Monte Carlo evaluation of focus shift and PSF distortion in the presence of refractive index mismatch in scattering media
Abstract
The shift of the focus and the distortion of point spread function (PSF) in a biological tissue are studied using a Monte Carlo simulation. In many biological applications of confocal and multiphoton fluorescence microscopy, the optically-thick sample is usually mounted in a medium with an index of refraction, which is different from that of the immersion medium – a situation that is normally termed as the refractive index mismatch.
In addition, the observation of internal organs and sites is hampered by the presence of intervening tissues that degrade the signal-to-noise ratio of the generated fluorescence image. In addition to the presence of scatterers and absorbers, the intervening medium also has a complicated refractive index variation. The disparity between the refractive indices aberrates the PSF of the imaging system. The aberration caused by refractive index mismatch in the cases when the index of the ambient medium (n0) is (a) greater and (b) smaller than that of the objective medium (ni) is shown, where F0 denotes the geometrical focus in the absence of the mismatch. These aberrations are expected to cause a reduction and shift of the location of the peak intensity of the PSF along the optical axis. Moreover, the unwanted PSF broadening results to a considerable decrease in the axial and lateral resolution. In fluorescence microscopy, the presence of scattering and mismatch in the refractive index is expected to degrade the signal-to-noise ratio (SNR) of the generated fluorescence image.
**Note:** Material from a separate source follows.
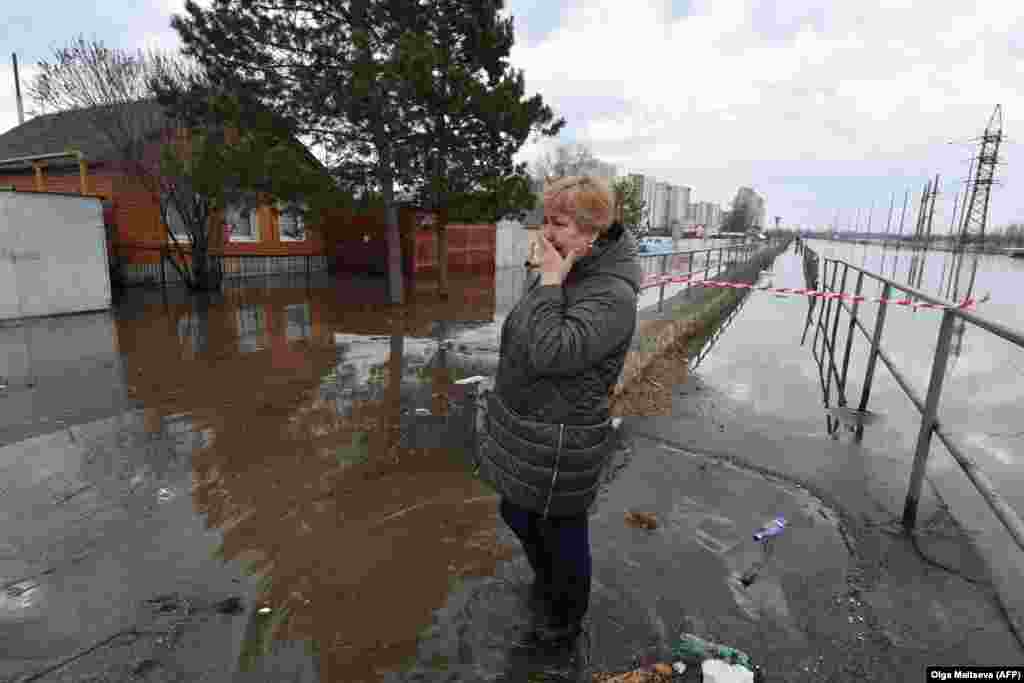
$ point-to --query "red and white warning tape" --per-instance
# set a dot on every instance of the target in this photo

In order to reconstruct high-resolution images of biological tissues, it is necessary to know how the PSF is altered by the simultaneous presence of refractive index mismatches and scatterers. The resulting PSF, which can be called effective PSF, can be used to enhance the low SNR fluorescence images via deconvolution. In the presence of index mismatch alone, the effective PSF can be extracted using analytical method based on the Huygens-Fresnel principle. In the presence of scattering, however, its functional form cannot be obtained analytically and numerical techniques such as the Monte Carlo method are employed.